To examine the robustness of the regression, a subset analysis was performed, where a randomly drawn sub-sample of two-thirds of the original sample (i.e. N = 28 for the Front Foot group and N = 12 for the Reverse group) was re-analysed. This was an adaptation of the method suggested by Tabachnick and Fidell (1996) where the sample is halved and the regression analysis repeated on both halves. Due to low N, analysis of a two-thirds subset, as used by Hodge and Petlichkoff (2000) for cluster analysis and used in study 1, was considered more appropriate for this study. For a parameter (and regression) to be considered robust it should be significant in the subset analysis as well as the original analysis.
5.2.2.1.2.4 Outliers
The data were screened for outliers and influential cases throughout the regression analysis. This was performed on three levels – univariate (z-scores), bivariate (scatterplots) and multivariate (residual analysis and Difference in fit – DFit).
Prior to best subsets analysis, univariate and bivariate outliers were examined. To identify univariate outliers, z-scores were examined within each parameter. A case with a z-score greater than 3.29 (p < 0.001; recommended by Tabachnick and Fidell, 1996) was considered an outlier. Bivariate outliers were assessed subjectively from
visual inspection of scatterplots (as performed for correlation analysis, section 5.2.2.1.1).
After the best subsets regression and prior to the full standard regression analysis, the selected parameters were included in screening for multivariate outliers using
Mahalanobis distance. A level of p < 0.001 was set as the cut-off for detecting multivariate outliers as recommended by Tabachnick and Fidell (1996). As this cut- off is different for analyses with different numbers of independent variables, the exact cut-off value is reported in the relevant Results section.
At the completion of the full regression, influential observations (i.e. observations with a notable influence on the R2 value) were assessed.
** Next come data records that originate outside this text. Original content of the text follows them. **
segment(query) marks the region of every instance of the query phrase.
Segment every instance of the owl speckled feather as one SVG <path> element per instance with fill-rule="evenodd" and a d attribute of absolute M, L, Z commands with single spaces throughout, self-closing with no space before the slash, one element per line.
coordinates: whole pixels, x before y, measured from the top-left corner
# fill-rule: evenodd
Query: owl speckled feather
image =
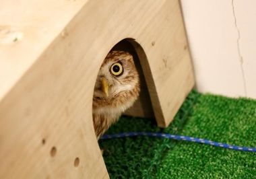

This was performed using two diagnostic tests. Residuals were examined for each case with a residual value of greater than two considered an outlier (Pedhazur, 1997). DFit, the standardized
difference in predicted value with that case removed, was also examined. Cases with a larger DFit influence R2 values more substantially and need to be examined further
(DFit > 1 considered influential, Pedhazur, 1997). This assessment identified cases that either increased or decreased the R2 result substantially.
Where outliers or influential cases existed, the analysis was performed with these cases removed to examine their influence on the result.
Examples of the use of these screening methods are presented in Results section 5.3.1.2.